L’integrazione scolastica delle seconde generazioni: l’esperienza di un comune del Lazio

Silvia Lucciarini illustra una buona pratica di integrazione scolastica delle seconde generazioni di immigrati: l'istituzionalizzazione di un corso di cultura e lingua rumena a Ladispoli, medio-piccolo comune del Lazio. Dopo aver ricordato che si tratta di un progetto congiunto tra istituzioni rumene e italiane, Lucciarini sottolinea l’importanza sia del ruolo di agency della componente rumena svolto dalle istituzioni scolastiche sia della lunga tradizione di accoglienza, che ha portato a vedere l’immigrato come risorsa e non come problema.

1. L’Italia, in quanto paese europeo di più recente immigrazione, si sta confrontando da poco con le sfide dell’inclusione delle seconde generazioni. La loro integrazione scolastica è come noto un momento cruciale nel percorso di inserimento nella società. Maggiore è la distanza in termini di conoscenza e capitale umano tra nativi e immigrati, e maggiore è la probabilità di esclusione sociale, di marginalità, con gli associati costi in termini di mancato utilizzo delle risorse (C. Bonifazi, L’immigrazione straniera in Italia, Il Mulino, 1998).

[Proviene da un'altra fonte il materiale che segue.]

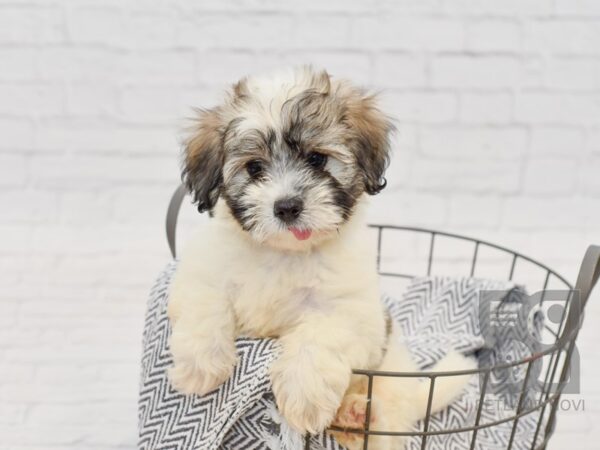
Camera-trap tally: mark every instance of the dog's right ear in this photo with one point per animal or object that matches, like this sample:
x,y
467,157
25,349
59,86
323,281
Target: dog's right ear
x,y
203,159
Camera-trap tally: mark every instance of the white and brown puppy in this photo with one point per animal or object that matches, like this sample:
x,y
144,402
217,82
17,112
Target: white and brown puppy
x,y
284,164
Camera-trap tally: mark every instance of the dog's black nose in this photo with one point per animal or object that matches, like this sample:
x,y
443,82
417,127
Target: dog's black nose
x,y
288,209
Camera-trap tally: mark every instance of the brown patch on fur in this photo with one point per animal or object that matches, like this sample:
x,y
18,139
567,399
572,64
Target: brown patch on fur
x,y
369,136
203,159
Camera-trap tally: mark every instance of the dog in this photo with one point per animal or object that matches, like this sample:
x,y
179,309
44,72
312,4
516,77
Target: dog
x,y
284,165
397,403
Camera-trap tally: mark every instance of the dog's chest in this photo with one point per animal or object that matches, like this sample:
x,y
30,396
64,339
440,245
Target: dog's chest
x,y
272,294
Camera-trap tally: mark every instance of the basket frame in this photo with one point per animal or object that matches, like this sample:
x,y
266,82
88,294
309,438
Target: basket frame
x,y
569,327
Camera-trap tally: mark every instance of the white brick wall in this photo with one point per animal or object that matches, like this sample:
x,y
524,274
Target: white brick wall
x,y
498,107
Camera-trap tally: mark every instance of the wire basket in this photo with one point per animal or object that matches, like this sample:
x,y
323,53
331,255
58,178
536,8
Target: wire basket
x,y
557,357
426,257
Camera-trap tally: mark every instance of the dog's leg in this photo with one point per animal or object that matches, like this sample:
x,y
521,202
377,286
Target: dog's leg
x,y
203,331
313,372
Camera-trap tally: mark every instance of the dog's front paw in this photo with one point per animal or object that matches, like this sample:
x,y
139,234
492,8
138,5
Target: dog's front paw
x,y
308,396
199,369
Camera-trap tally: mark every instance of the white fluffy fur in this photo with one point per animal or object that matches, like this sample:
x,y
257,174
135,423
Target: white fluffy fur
x,y
398,403
246,274
322,302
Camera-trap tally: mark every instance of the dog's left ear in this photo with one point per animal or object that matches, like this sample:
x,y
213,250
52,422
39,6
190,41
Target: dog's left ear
x,y
203,159
371,129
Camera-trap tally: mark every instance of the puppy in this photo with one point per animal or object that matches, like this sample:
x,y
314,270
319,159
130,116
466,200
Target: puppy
x,y
397,403
284,165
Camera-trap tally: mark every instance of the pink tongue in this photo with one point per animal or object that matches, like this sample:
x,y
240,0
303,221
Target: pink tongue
x,y
301,235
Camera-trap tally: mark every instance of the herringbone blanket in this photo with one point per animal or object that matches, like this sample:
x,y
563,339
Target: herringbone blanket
x,y
435,314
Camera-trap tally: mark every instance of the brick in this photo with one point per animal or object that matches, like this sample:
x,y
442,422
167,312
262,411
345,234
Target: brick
x,y
591,181
585,8
159,67
474,211
321,31
226,31
417,208
152,104
594,141
424,106
16,238
548,37
13,170
135,204
29,24
399,33
473,71
504,8
551,177
99,25
493,35
557,142
31,99
555,108
105,137
486,108
72,64
28,206
103,171
18,64
393,70
466,176
479,143
17,134
352,65
85,208
220,68
573,74
92,100
540,213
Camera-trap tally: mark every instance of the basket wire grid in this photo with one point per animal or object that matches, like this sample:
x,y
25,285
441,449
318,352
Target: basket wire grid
x,y
557,356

A partire dagli anni Novanta è possibile individuare tre approcci idealtipi dell’integrazione scolastica in Italia: assimilazionismo, multiculturalismo e intercultura (A. Santero, L’inserimento scolastico degli alunni migranti in Italia, paper presentato a Espanet Italia, 2011). I curricola assimilazionisti presentano un elevato grado di uniformità, centrato sulla cultura dei nativi e principalmente orientati alla negazione delle differenze (E. Besozzi, “Insegnare in una società multietnica”, in Allievi in classe, stranieri in città, a cura di G. Giovannini, Angeli, 1998). Quelli multiculturalisti operano una scissione tra sfera pubblica e privata, relegando le manifestazioni culturali legati alla comunità di origine in quella privata, e sono finalizzati alla condivisione di norme e istituzioni del paese di accoglienza. Infine i curricula interculturali intendono la relazione educativa come co-costruzione e negoziazione (A. Santero, op. cit.) e si basano su dinamiche di scambio culturale, di tradizioni, di norme, ecc. tra le diverse nazionalità. Analizzare singole politiche e pratiche per l’integrazione delle seconde generazioni di immigrati permette di evidenziare criticità e individuare opportunità delle azioni messe in campo: il caso che qui presentiamo è una buona pratica per l’integrazione delle seconde generazioni in un comune medio-piccolo del Lazio.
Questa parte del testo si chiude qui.